Sexting – a type of cyberbullying that involves the sharing of intimate information and images – can be particularly distressing, and includes unsolicited images sent to victims as well as the use of their own images/comments to blackmail, bully or harm.
Online fraud and identity theft are also particular areas of concern. Though these are new twists on longstanding criminal activity, as with cyberbullying the growth on new technology means that these forms of abuse are now potentially everywhere, all the time. Threats include viruses, which can infect your computer and damage it, and online scams. Online scams are when criminals use the internet to try to con people into giving them money or their personal information, and include fake websites, targeted emails and even grooming of victims through online forums. Anyone can become a victim of scams but older people may be particularly targeted, often because it is assumed that they have more money than younger people. Age UK is particularly concerned that recent changes to private pensions allowing people aged 55+ to take all their pension savings in cash will encourage the scammers to target this age group even more[iii].
[i] Internet users 2016, Office for National Statistics [ii] Connected Nations 2015, OfCom [iii] Only the tip of the iceberg: fraud against older people, Age Concern UK, April 2015
The way people access information has changed significantly in recent years with internet usage in Wales increasing from 42% of households in 2004 to 78% of households in 2015. It is estimated that 99% of homes in Wales potentially have access to broadband which has increased from just 12% in 2004. This coupled with the recent rapid increase in the use of smart phones and their associated apps has made a wide range of information and digital services far more accessible than at any point in history[iv].
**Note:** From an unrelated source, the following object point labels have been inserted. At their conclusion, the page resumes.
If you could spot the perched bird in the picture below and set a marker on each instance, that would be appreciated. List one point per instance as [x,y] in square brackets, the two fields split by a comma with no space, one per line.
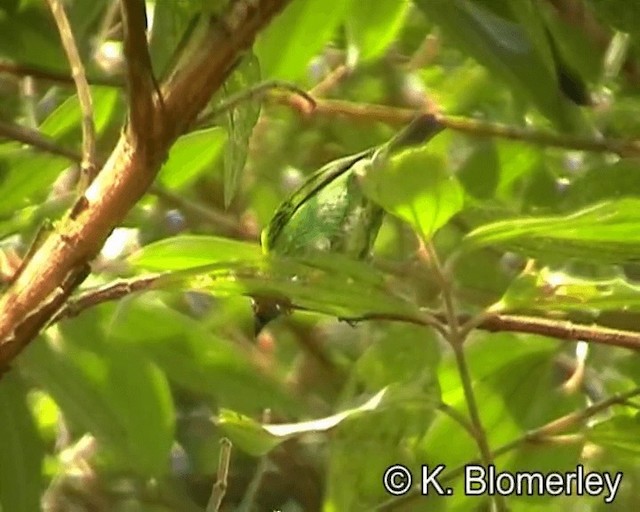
[330,213]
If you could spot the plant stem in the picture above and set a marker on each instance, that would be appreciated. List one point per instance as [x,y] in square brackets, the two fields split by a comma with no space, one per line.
[456,337]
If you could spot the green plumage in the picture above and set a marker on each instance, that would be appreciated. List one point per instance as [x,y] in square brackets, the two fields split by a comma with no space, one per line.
[330,213]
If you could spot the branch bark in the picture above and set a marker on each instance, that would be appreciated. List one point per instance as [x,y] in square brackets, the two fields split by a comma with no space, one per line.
[59,265]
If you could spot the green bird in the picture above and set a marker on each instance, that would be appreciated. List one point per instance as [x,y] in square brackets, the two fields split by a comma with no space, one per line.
[330,212]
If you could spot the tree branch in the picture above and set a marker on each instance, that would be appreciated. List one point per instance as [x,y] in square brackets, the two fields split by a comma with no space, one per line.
[127,174]
[36,139]
[140,80]
[401,116]
[89,163]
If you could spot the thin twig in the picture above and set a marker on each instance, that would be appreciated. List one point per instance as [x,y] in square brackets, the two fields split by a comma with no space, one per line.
[249,500]
[456,341]
[254,92]
[216,218]
[89,164]
[541,435]
[140,81]
[364,112]
[220,486]
[36,140]
[559,329]
[26,305]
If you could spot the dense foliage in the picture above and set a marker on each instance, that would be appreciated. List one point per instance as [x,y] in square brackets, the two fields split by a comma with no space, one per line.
[501,296]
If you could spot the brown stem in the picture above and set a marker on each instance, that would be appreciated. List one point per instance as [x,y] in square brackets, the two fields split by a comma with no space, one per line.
[128,172]
[89,161]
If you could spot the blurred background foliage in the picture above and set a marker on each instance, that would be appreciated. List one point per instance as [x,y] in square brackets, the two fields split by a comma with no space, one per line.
[123,406]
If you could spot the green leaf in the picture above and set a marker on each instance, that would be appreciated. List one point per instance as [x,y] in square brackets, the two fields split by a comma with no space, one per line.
[416,187]
[602,182]
[27,38]
[373,26]
[75,380]
[383,437]
[299,33]
[258,439]
[506,49]
[620,433]
[329,284]
[108,390]
[607,232]
[191,155]
[26,176]
[549,290]
[195,358]
[240,122]
[68,116]
[140,395]
[186,251]
[21,450]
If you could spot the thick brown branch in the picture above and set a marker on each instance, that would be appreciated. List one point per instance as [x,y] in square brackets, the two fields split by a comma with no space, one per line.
[140,79]
[559,329]
[127,174]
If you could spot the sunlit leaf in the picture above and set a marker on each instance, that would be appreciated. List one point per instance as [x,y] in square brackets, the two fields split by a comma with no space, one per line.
[416,187]
[548,290]
[21,451]
[373,26]
[240,122]
[191,155]
[286,47]
[185,251]
[505,48]
[606,231]
[619,433]
[258,439]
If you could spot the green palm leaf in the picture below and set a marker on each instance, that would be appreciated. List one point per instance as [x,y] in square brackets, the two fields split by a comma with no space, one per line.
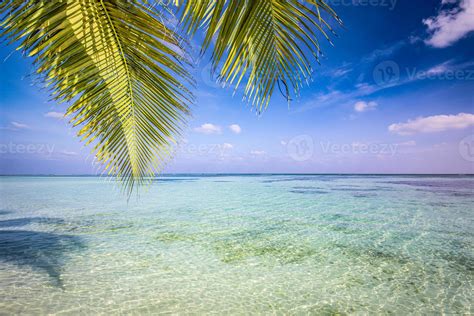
[121,67]
[267,42]
[124,73]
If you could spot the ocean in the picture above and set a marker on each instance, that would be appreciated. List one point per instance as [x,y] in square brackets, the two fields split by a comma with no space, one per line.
[230,244]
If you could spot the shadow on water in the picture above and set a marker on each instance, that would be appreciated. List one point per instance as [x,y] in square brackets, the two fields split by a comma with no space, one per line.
[40,251]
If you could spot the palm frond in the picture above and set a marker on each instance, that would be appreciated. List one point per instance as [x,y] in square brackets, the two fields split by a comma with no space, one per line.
[122,69]
[267,42]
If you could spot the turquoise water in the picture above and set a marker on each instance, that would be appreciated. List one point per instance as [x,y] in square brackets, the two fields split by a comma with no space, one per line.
[238,245]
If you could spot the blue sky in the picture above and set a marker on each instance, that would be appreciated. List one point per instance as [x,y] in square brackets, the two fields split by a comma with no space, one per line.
[394,95]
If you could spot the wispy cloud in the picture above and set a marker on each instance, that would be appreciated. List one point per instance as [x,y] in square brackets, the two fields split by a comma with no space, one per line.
[208,128]
[56,115]
[382,53]
[15,126]
[431,124]
[257,152]
[235,128]
[363,106]
[18,125]
[450,25]
[68,153]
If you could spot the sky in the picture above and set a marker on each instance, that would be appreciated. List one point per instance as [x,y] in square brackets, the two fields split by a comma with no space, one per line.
[395,94]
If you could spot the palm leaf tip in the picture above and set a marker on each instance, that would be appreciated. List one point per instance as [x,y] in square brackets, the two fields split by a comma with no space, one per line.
[119,65]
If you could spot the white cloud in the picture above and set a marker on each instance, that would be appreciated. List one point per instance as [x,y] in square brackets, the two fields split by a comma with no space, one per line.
[409,143]
[208,128]
[56,115]
[431,124]
[17,125]
[450,25]
[235,128]
[362,106]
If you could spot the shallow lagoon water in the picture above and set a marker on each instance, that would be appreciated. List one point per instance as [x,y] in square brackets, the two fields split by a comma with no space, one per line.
[238,245]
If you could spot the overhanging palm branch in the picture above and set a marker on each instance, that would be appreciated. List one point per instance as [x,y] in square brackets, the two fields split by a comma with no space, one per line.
[268,43]
[122,68]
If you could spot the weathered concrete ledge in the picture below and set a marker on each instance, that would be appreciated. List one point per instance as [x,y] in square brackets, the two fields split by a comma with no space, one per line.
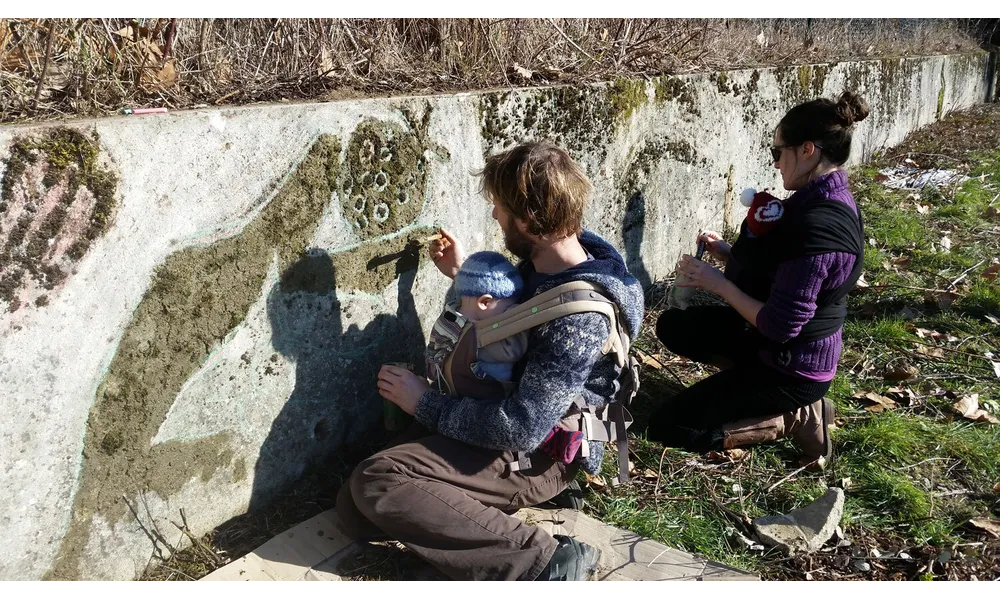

If the current rate of growth continues it is predicted that almost all households in Wales will have access to the internet inside the next 10 years.
In December 2010 the Welsh Government published “Delivering a Digital Wales”, a strategy for all stakeholders and partners in Wales to realise the benefits of digital communications, recognising the central place digital communications now have in the growth of our economy and quality of life. In particular for the public sector, the Welsh Government want to see more public and government services delivered digitally so they are easier to access and become more efficient and convenient.
The negative impacts of social media was also a big concern for many with regards to issues such as cyber bullying and cybercrimes.